On ne substitue souvent les pointes à la force du discours, que parce qu’il est plus facile d’avoir de l’esprit. que d’être à la fois touchant & naturel. Quand on ne fut plus capable d’admirer le style noble & simple des écrivains du siecle d’Auguste, on goûta le style hérissé de pointes des écrits de Séneque. C’est ainsi que parmi nous, nous voyons la décadence des sciences sortir de ce nouvel esprit de pointes & de frivolités, qui causa celle dont on commençoit à se plaindre à Rome immédiatement après le siecle d’Auguste.

Je ne prétens pas cependant qu’il soit toujours défendu, dans quelques petits ouvrages, de donner place à des pensées qui suppléent par leur vivacité à ce qui leur manque du côté de la justesse. Il en est de ces traits comme des faux brillans qu’on a quelquefois ingénieusement mis en œuvre, & qu’on ose porter sans deshonneur avec de vrais diamans. (D. J.)

Pointe de l’épigramme, (Poésie.) c’est ainsi qu’on nomme la pensée de l’épigramme qui pique le lecteur & qui l’intéresse. Toute épigramme a deux parties, l’exposition du sujet, & la pensée ou la pointe qui en résulte.

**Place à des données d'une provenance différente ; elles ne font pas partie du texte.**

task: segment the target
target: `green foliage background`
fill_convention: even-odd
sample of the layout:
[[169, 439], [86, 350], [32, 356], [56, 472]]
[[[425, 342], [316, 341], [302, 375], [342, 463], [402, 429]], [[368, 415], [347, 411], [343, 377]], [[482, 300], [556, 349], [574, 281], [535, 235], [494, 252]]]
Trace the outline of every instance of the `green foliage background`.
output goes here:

Cy git ma femme ! Voilà l’exposition du sujet :
Ah, qu’elle est bien pour son repos & pour le mien !

Voilà la pointe. Cette pointe doit être présentée heureusement & en peu de mots : elle doit être intéressante, soit par le fond, soit par le tour : elle intéresse encore par la finesse de l’idée, comme dans l’épigramme de l’Anthologie renfermée en un seul vers :

Je chantois, Homere écrivoit.

Quelquefois la plaisanterie fait la pointe de l’épigramme, comme dans celle du chevalier de Cailly.

Dis-je quelque chose assez belle ?
L’antiquité toute en cervelle
Me dit : Je l’ai dit avant toi.
C’est une plaisante donzelle ;
Que ne venoit-elle après moi ?
J’aurois dit la chose avant elle.

Dans quelques occasions, c’est le jeu de mots.